A group of 75 senior US figures, including former statesmen, military, industrial and academic leaders, have written to Energy Secretary Rick Perry imploring him to take immediate action to prevent the closure of reactors, citing the contribution of nuclear power to national security. Meanwhile, the US Senate has passed a 2019 appropriations bill providing USD1.2 billion for nuclear energy programmes and supporting nuclear innovation.

"We write to commend you for recognising the important role our civil nuclear energy sector plays in bolstering America's national security. We urge you to continue to take concrete steps to ensure the national security attributes of US nuclear power plants are properly recognised by policymakers and are valued in US electricity markets," the 26 June letter begins.

It goes on to outline national security benefits of a strong domestic nuclear energy sector, many of which, it says, overlap and "together are woven into the nation's greater strength and resilience". Nuclear power plants are "amongst the most robust elements" of US critical infrastructure, offering protection against "natural and adversarial" threats to the electrical grid, it says. "The Department of Defense depends on the nation's grid to power 99% of its installations, meaning large-scale disruptions affect the nation's ability to defend itself," the letter notes.

It also highlights the ability of nuclear plants to store up to two years' worth of fuel on-site, increasing grid resilience, and notes the benefit to national security organisations from a strong civil nuclear sector, with many companies that serve the civil nuclear sector also supplying the naval nuclear and major Department of Energy (DOE) programmes.

Nuclear's role as the USA's largest source of emissions-free generation is also noted: "a changing climate has been identified by the national security community as a national security risk," the letter says. A strong domestic nuclear programme is also important for international competitiveness and for US influence in global non-proliferation and nuclear safety standards, it says.

The letter calls for the national security attributes of nuclear power to be integrated with the ongoing Federal Energy Regulatory Commission (FERC) proceeding to examine the resilience of the US grid, launched after the commission terminated an earlier proposed rulemaking from the Energy Secretary.

"These deliberations must be conducted with care and will, of necessity, take time to complete. In the interim, we urge you to ensure that no more nuclear power plants are closed prematurely due to insufficient valuation of nuclear energy’s national security, resilience, and other benefits in our nation’s electricity markets," it concludes.

Signatories include Susan Eisenhower, former commissioner of the Blue Ribbon Commission on America's Nuclear Future; Thomas Graham, executive chairman of Lightbridge Corporation, and former Nuclear Regulatory Commission chairmen Dale Klein, Richard Meserve and Nils Diaz.

Bipartisan Senate support

The US Senate has passed a fiscal 2019 energy and water appropriations bill that would provide USD1.2 billion for the DOE's nuclear energy programmes. The so-called 'minibus' spending package, which was approved by 86 votes to 5, follows the passage of a similar bill in the House.

The package includes USD75.6 million to fund research on accident tolerant fuel, plus funding for the DOE's Light Water Reactor Sustainability Program, which supports the industry’s effort to extend operating licenses from 60 to 80 years, funding for advanced reactor technology R&D and new funding for the provision of high-assay low enriched uranium (HALEU) sources, which will be needed for certain advanced reactor designs.

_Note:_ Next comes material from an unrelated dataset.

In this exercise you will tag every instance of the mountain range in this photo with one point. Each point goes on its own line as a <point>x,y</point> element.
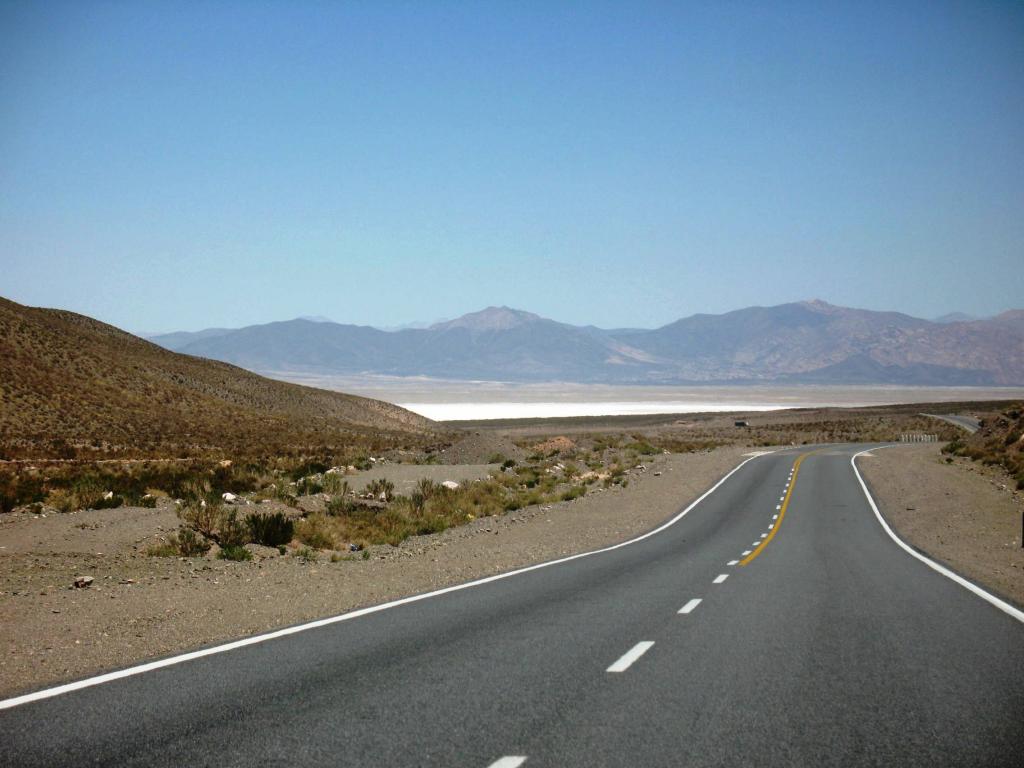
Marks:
<point>803,342</point>
<point>72,383</point>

Nuclear Energy Institute CEO Maria Korsnick said the legislation offered "significant support" for continued development of accident tolerant fuel, advanced reactor technologies, and fuel for advanced reactors. "Investment in nuclear energy technologies like this will deliver enormous benefits to our energy system, our environment, our workers and our national security," she said.

Both the House and Senate bills will now go to conference to create a single appropriations package.